A cooperação como agente do progresso


Recentemente passei por um processo cirúrgico. Deitado na mesa de operação, em conversa com o cirurgião e o anestesista, observei a quantidade de profissionais naquela sala, todos eles com as mais diversas habilidades para que, juntos, num sistema de mútua cooperação, pudessem realizar com eficácia a cirurgia.

Não sei se eram amigos, se frequentavam um a casa do outro ou se nutriam antipatias e simpatias; o que sei, apenas, é que estavam ali para tratar não somente o meu problema, mas, também, o de outras tantas pessoas.

A cooperação entre as criaturas parece ser uma das poucas certezas da vida. Pessoas que não conhecem umas às outras ou até que não têm simpatia são levadas à cooperação mútua para que um objetivo comum se realize. Esse fato ocorre nas empresas, universidades, times de futebol e em qualquer local que tenha duas ou mais pessoas.

O processo civilizatório da humanidade deu-se e prolonga-se por meio dessas voluntárias e involuntárias cooperações.  A inteligência suprema dotou-nos com esse instinto cooperativo, mesmo que não tenhamos a intenção somos levados pelas leis do progresso a cooperar uns com os outros.

Basta olharmos os avanços efetuados pelo ser humano ao longo do tempo que encontraremos uma obra de cooperação de muitos homens e várias gerações.

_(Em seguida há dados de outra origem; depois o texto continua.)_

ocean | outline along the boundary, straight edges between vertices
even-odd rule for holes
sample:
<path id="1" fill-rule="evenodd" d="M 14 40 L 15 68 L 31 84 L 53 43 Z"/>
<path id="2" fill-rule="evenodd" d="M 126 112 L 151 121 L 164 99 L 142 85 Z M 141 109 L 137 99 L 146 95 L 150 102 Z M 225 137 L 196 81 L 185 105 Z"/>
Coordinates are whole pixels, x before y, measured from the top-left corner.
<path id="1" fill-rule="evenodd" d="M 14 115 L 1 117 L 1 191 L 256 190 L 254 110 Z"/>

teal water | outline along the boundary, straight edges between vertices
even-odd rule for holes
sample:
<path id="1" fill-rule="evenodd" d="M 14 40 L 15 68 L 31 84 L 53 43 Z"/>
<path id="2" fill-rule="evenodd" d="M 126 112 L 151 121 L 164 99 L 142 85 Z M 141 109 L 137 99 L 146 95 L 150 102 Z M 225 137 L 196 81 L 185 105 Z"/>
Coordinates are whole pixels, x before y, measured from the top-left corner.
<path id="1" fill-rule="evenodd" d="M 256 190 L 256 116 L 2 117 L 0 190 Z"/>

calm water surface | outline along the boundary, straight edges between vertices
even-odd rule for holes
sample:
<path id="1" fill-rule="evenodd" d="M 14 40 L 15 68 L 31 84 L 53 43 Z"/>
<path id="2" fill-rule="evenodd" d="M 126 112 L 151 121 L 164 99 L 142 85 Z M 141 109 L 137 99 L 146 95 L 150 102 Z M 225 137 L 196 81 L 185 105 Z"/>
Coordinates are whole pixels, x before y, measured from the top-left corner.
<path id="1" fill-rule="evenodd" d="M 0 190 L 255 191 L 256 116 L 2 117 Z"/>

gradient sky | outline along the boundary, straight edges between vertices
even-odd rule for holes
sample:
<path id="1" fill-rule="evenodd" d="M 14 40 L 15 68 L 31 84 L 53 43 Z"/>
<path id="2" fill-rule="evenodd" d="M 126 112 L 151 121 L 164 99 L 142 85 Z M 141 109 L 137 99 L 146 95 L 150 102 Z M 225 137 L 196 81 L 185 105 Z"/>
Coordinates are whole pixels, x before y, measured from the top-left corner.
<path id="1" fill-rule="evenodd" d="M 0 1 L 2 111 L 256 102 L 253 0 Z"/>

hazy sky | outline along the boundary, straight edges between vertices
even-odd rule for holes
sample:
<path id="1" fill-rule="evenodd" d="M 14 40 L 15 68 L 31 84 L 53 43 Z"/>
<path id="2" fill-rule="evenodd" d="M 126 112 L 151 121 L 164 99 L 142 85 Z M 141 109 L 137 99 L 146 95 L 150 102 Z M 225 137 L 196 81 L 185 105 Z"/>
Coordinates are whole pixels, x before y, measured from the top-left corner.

E não poderia ser diferente, sendo a vida material finita, dificilmente um indivíduo começará e terminará um trabalho, deixando, portanto, para a posteridade um legado de avanço e luzes para que outros venham e prossigam essa tarefa.

Pelas leis de reencarnação, aliás, é bem provável que muitas descobertas ou invenções, nas suas várias fases de desenvolvimento e melhorias, tenham contado com a mesma individualidade em ação. Reencarna, trabalha numa descoberta, desencarna e pode seguir trabalhando na erraticidade, depois retorna ao corpo físico e prossegue na tarefa que havia iniciado há 300, 200 anos.

Estar encarnado ou desencarnado não apresenta qualquer distinção para Deus, pois que em ambos os estados somos, sempre, espíritos. Logo, nada de anormal na ideia acima, tudo dentro dos padrões estabelecidos por Deus.

O vínculo entre cooperação e progresso é estreito. Quando estudamos a Lei do Progresso, em O Livro dos Espíritos, entendemos com as informações da obra que a tentativa de deter a marcha do progresso é uma tarefa infrutífera. Aqueles, então, que buscam atrapalhar ao invés de cooperar serão ultrapassados pela força das coisas, ficarão para trás, comendo a poeira de quem avançou e busca deliberadamente práticas colaborativas.

Indivíduos imaturos emocionalmente apelam para atrapalhar a fim de destoarem e chamarem atenção, tal qual faz uma criança birrenta para que os pais a notem. Constatarão, com o tempo, que foram mais eficazes em atravancar o caminho de si próprios do que o progresso do meio em que viviam. Perderam tempo, largo tempo e, como se diz, a fila andou...

Quando se percebe que todas as águas da vida correm, inevitavelmente, para um processo de colaboração, aproxima-se das leis naturais, cujo cumprimento tornam o homem mais feliz.